|Ph.D Student||Shomer Inna|
|Subject||Isolation and Characterization of the Ubiquitin Ligase|
Involved in the Processing of P105 NF-kB Precursor
to the P50 Active Subunit: Analysis of
Mechanisms of Action and...
|Department||Department of Medicine||Supervisor||? 18? Aaron Ciechanover|
|Full Thesis text|
NF-κB is a key transcriptional regulator involved in inflammation and cell
proliferation, survival, and transformation. It was shown to be the central
element to link between chronic inflammation and malignant transformation.
p105 precursor of NF-κB that can be either completely degraded or partially
processed to produce the p50 active subunit. Several key steps in its
activation are mediated by the ubiquitin (Ub) system. One uncharacterized
step is limited proteasomal processing of the NF-κB1 precursor p105 to the
p50 active subunit. Here we identify KPC1 as the ubiquitin ligase (E3) that
mediates p105 processing both under basal conditions and following
signaling. The C-terminal ankyrin repeats of p105 are necessary for its
interaction with KPC1 and for its subsequent ubiquitination and processing.
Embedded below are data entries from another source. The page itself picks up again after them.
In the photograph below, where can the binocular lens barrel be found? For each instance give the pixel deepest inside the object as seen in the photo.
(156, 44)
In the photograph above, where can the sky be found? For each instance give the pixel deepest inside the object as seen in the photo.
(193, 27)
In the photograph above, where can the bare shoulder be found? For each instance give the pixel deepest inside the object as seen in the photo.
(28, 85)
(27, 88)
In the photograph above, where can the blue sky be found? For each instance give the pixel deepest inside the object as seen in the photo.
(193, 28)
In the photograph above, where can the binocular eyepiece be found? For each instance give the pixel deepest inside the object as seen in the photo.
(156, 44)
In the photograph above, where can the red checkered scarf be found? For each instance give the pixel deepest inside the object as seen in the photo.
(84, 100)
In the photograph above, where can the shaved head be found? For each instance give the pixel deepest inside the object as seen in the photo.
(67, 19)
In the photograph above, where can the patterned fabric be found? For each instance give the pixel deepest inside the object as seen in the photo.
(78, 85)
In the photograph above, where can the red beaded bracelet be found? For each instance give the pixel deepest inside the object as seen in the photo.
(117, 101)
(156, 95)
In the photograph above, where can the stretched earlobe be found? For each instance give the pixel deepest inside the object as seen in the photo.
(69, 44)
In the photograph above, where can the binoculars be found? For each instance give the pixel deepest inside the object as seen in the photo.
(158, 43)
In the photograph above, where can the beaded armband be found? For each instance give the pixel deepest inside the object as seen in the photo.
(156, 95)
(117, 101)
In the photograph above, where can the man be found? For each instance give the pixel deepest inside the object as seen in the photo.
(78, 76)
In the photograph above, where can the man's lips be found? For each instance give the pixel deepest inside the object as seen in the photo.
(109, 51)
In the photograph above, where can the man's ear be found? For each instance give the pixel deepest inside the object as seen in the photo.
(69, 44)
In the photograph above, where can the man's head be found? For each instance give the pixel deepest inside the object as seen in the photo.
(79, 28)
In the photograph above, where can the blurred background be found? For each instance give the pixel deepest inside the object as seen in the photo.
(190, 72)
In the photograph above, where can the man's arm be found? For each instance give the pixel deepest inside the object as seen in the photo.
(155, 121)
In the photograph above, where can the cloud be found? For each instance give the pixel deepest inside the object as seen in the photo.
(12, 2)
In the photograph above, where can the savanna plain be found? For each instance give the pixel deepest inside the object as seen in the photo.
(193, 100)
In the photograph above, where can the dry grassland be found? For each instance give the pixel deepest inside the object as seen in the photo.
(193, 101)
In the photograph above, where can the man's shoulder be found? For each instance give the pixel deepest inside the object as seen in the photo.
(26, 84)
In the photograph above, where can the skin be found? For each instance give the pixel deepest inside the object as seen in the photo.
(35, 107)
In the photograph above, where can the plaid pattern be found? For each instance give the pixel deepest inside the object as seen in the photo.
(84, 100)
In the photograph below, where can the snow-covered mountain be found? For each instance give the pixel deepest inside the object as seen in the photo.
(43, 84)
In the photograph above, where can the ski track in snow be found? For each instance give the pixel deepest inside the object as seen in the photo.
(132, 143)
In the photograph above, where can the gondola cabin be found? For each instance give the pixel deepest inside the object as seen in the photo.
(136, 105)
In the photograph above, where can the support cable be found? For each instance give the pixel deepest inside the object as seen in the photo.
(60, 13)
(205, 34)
Overexpression of KPC1 promotes inhibition of tumor growth mediated
probably via excessive generation of p50. Interestingly, excessive
p50 down regulates p65, explaining the possible lack of the ‘canonical’,
p50•p65 tumor promoting NF-κB. Transcript analysis of KPC1 overexpressing
tumors reveals increased expression of genes associated with tumor
suppressive signals. Functional analysis suggested a re-establishment of
“social” micro-environmental interactions in the p50 and KPC1-
overexpressing tumors. Overall, KPC1 regulation of NF-κB1 processing
appears to constitute an important balancing step among the stimulatory and
inhibitory activities of the transcription factor in cell growth control.